Watching athletes running and paint drying

Watching athletes running and paint drying

Eric Wong

All sports are created equal, even cross-country

Athletes who practice by ridiculously long courses alone, who must struggle through challenges alone and who must push themselves to the next level alone find themselves without any support when the time for their meets come. Yet they utter no cry for attention as they continue their noble struggle for endurance and a better running form. I’m quite impressed that they continue, even though they know that what they do isn’t exactly riveting nor crowd-pleasing. 


Sadly, the last time I saw a cross-country meet was back in middle school at Kennedy, during volleyball practice.  Even then, there weren’t supporters cheering at the finish line.  Not much has changed since.  There still isn’t an expectation for supporters to attend cross-country meets. “Look, they ran off into the distance. Oh look now, the first few are trickling back to the finish line, gasping and panting!” Boring.

I’d have to agree that football is infinitely more tailored to drawing an audience.  Having armored high school males smash into each other and dive for an oddly-shaped ball is constant live-action entertainment. Then again, there probably is some finesse and persistence in running that exposes the beauty of the human psyche, but I haven’t picked up on it yet.  
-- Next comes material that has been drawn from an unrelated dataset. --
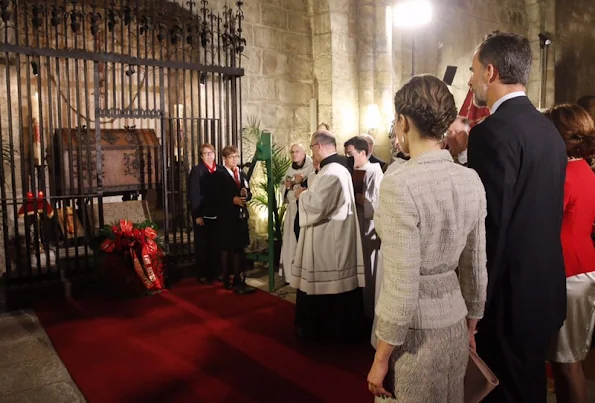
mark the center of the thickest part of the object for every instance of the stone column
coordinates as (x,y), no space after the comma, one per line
(345,122)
Most of us can come to a general consensus as to the entertainment value of each sport.  However, correlating diminished entertainment value with worthlessness for sports is rather like playing the role of the demagogue.  

Everyone will take notice of these incensing lines, but then what? When the furor has died down, such claims to an inherent inequality between sports only leads to animosity. Just a few days ago, I heard people on the cross-country team mutter about the nonsensical comparison of sports on El Estoque.  

So I wanted to take the time to remind the discontented that every team is here to represent our school whether it be at an athletic meet or a game. 

Rest assured, cross-country: even if the only people to congratulate you at the finish line are your teammates and your coaches, we still know you exist as part of the MVHS community. After all, the letters “MVHS” emblazoned across your chest make you one of us and nothing less.